Concernant le pacte de stabilité, vous avez toujours été très attentifs à son respect, mais vous préconisez dans votre rapport d’employer les éléments de souplesse permis par ce pacte…
J. Arthuis. Il s’agit de circonstances exceptionnelles qui sont effectivement prévues par le pacte de stabilité, et par les règlements de 1997 revisités en 2005. Lorsqu’on est en récession, il n’est pas extravagant de se trouver au-delà de 3% de déficit… On en fait le constat, on demande au gouvernement ce qu’il compte faire pour en sortir, mais je pense que le pacte de stabilité et de croissance continue à s’appliquer.

Il faut quand même bien que l’on garde un règlement de copropriété de l’euro ! Si nous avons fait ce règlement en 1997, c’est parce qu’il n’y avait pas de gouvernement économique, et cela aurait été extraordinaire d’avoir une monnaie unique sans gouvernement économique, il fallait donc bien un règlement de copropriété, or c’est justement l’objet du pacte de stabilité et de croissance.

Aujourd’hui, il faut quand même prendre conscience de ce qu’apporte l’euro, soit une relative stabilité au sein de l’eurogroupe… Un certain nombre d’Etats qui sont restés en dehors de l’euro, comme le Danemark et la Hongrie, traversent actuellement des moments difficiles au plan monétaire. Prenez l’Islande, elle se mord les doigts de ne pas être dans un tel dispositif...

P. Marini. Nous, nous sommes plutôt contents qu’elle n’y soit pas parce que nous serions solidaires de son désastre financier ! Ils auraient été des professeurs de vertu pendant des années, et aujourd’hui, il faudrait garantir leur système de crédits défaillants…

Que pensez-vous des estimations de Bercy concernant la croissance attendue en 2009 ?
P. Marini. Nous sommes en permanence en contact avec le ministère de l’Economie, mais Bercy n’est pas pour nous la voix parfaite en matière de prévision de croissance.
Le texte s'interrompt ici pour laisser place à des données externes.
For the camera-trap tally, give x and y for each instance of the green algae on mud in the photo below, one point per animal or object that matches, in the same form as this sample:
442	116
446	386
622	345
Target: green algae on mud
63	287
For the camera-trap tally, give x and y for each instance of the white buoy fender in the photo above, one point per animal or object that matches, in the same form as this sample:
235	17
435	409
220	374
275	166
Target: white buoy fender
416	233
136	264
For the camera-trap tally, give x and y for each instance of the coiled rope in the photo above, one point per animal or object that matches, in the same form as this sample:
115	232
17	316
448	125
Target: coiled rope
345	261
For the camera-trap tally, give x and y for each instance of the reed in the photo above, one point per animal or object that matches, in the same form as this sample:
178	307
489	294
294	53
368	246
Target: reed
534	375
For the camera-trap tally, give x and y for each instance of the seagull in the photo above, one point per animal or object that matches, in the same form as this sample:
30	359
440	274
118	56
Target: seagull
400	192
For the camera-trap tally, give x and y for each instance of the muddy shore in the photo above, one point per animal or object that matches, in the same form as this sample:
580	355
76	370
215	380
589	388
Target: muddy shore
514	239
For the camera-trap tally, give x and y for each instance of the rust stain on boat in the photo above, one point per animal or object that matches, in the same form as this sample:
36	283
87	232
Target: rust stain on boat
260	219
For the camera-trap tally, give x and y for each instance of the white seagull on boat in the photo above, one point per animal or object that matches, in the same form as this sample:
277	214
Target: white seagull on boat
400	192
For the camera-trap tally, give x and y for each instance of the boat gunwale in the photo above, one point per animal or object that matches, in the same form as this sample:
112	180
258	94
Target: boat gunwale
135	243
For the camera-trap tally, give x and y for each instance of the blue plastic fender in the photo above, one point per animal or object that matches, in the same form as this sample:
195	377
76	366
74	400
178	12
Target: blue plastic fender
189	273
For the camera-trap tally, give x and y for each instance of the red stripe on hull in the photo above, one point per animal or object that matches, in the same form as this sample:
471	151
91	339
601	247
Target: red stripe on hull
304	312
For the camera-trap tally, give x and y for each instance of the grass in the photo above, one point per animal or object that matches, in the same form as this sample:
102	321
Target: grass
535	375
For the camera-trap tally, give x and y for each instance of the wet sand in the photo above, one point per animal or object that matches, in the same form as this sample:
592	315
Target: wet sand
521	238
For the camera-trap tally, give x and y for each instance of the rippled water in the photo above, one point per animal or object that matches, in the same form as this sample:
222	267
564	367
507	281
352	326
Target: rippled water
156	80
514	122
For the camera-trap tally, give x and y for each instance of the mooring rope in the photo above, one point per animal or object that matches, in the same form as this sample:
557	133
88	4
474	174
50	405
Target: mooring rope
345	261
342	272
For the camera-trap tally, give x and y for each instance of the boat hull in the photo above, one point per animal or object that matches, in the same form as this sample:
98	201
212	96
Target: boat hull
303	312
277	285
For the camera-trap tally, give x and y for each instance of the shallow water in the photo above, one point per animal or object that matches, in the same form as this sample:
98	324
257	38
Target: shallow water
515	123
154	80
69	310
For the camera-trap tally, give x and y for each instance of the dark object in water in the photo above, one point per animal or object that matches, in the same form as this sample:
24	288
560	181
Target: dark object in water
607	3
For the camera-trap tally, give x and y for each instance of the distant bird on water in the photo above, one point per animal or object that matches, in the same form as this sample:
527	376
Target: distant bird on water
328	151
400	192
Selon moi, une bonne méthode serait d’assortir une loi de finance d’une batterie d’indicateurs, avec une prévision pessimiste, une autre médiane et une dernière optimiste, avec la contrepartie en dépenses.

En effet, pourquoi toujours s’appuyer sur une prévision optimiste ? Simplement parce les arbitrages de dépenses sont difficiles à faire ! On calcule le budget de dépenses pendant l’été, en fonction d’une prévision qu’on essaye de faire de façon pas trop pénalisante… De fait, si on prend une prévision plus basse, il faut fixer les crédits à un niveau plus bas. Or mieux vaudrait que le gestionnaire ait la certitude d’un niveau minimum de crédits et une tranche optionnelle à engager le cas échéant si ça va mieux, plutôt que d’avoir un montant théorique pour une part, et une réserve susceptible d’être gelée ou qui a toute chance de l’être.

En réalité, c’est l’administration qui est mal adaptée, l’OLF ou pas, à une modernisation des idées et des méthodes en la matière… Mieux vaudrait même que le gouvernement ne se mouille pas en matière de taux de croissance, et qu’il y ait une autorité externe qui s’en charge. Pourquoi est-ce que le ministre de l’Economie -et le premier ministre encore moins- irait se compromettre dans des estimations de taux de croissance ?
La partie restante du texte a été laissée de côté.